On my travels I visited three museums, Le Mémorial de la Shoah in Paris, France, the Memorium Nuremberg Trials in Nuremberg, Germany, the Wannsee Conference in Wannsee, Germany, and Oscar Schindler's Factory in Warsaw, Poland. Le Mémorial de la Shoah contained many original documents and had an informational exhibit on Adolf Eichmann, one of the Nazi's Holocaust coordinators. Another museum was The Memorium Nuremberg Trials, which was my favorite. It just opened and it is located above Courtroom 600 (the courtroom is famous for hosting the Nuremberg Trials). This museum contained original documents, video footage, and original parts of the courtroom. The third museum I visited was the Wannsee Conference, which was the conference the Nazis held to create the plans for the Final Extermination. The main room of the museum was the conference room, and it contained the original invitation to the meeting, as well as, biographies of the attendees and details of the meeting. Schindler's factory was the fourth museum I visited. It focused on Oscar Schindler himself, his company, and the people he saved. Each museum furthered my knowledge on different aspects of the war and the Holocaust.

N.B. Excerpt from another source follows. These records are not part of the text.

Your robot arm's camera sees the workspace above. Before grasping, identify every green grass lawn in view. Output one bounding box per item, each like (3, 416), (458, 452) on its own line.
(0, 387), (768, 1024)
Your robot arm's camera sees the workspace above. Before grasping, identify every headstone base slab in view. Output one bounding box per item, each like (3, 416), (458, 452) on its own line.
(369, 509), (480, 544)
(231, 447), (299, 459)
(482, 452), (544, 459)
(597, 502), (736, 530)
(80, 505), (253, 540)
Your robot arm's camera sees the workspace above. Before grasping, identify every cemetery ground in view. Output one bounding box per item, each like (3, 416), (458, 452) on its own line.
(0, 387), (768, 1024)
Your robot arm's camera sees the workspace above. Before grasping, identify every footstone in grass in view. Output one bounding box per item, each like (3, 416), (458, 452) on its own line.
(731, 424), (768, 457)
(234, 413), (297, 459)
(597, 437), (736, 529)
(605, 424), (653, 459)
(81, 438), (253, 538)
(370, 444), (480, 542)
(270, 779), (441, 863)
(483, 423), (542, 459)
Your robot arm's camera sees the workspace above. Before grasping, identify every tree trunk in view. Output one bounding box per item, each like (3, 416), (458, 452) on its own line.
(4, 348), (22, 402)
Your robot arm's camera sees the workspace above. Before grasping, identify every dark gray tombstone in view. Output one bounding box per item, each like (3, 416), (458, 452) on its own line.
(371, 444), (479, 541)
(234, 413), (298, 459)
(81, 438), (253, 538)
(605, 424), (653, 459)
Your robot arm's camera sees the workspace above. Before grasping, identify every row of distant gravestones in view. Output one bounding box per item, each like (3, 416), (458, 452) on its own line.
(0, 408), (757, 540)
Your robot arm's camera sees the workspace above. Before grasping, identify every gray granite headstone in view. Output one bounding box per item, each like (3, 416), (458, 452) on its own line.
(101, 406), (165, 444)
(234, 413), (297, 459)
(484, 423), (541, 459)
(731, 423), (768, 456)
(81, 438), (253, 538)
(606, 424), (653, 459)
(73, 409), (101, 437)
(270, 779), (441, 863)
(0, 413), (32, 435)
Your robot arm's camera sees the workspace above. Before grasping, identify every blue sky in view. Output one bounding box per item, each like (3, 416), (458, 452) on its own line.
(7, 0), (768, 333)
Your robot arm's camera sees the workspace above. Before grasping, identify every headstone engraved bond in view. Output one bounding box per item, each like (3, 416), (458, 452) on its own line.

The two concentration camps I visited, Buchenwald and Auschwitz, were very different from each other. Buchenwald was destroyed by the Nazis at the end of the war, so the only original parts of the camp still standing are the gates to the camp, one of the guard watchtowers, and the SS barracks that are now the Welcome Center and a youth hostel. Even though the camp was destroyed one can still make out the small sizes of the prisoners' barracks due to the foundations left behind. Auschwitz was much bigger and the majority of the buildings in both Auschwitz camps are still standing. Hallways of the buildings are lined with photos of the victims, and some rooms contained thousands of suitcases, hairbrushes, shoes, and eyeglasses that were seized when the prisoners arrived.
Even though visiting these sites were extremely overwhelming and depressing, I really enjoyed learning more from visiting. I am very grateful to have been a recipient of this grant because I was able to travel to far more places than I ever thought possible.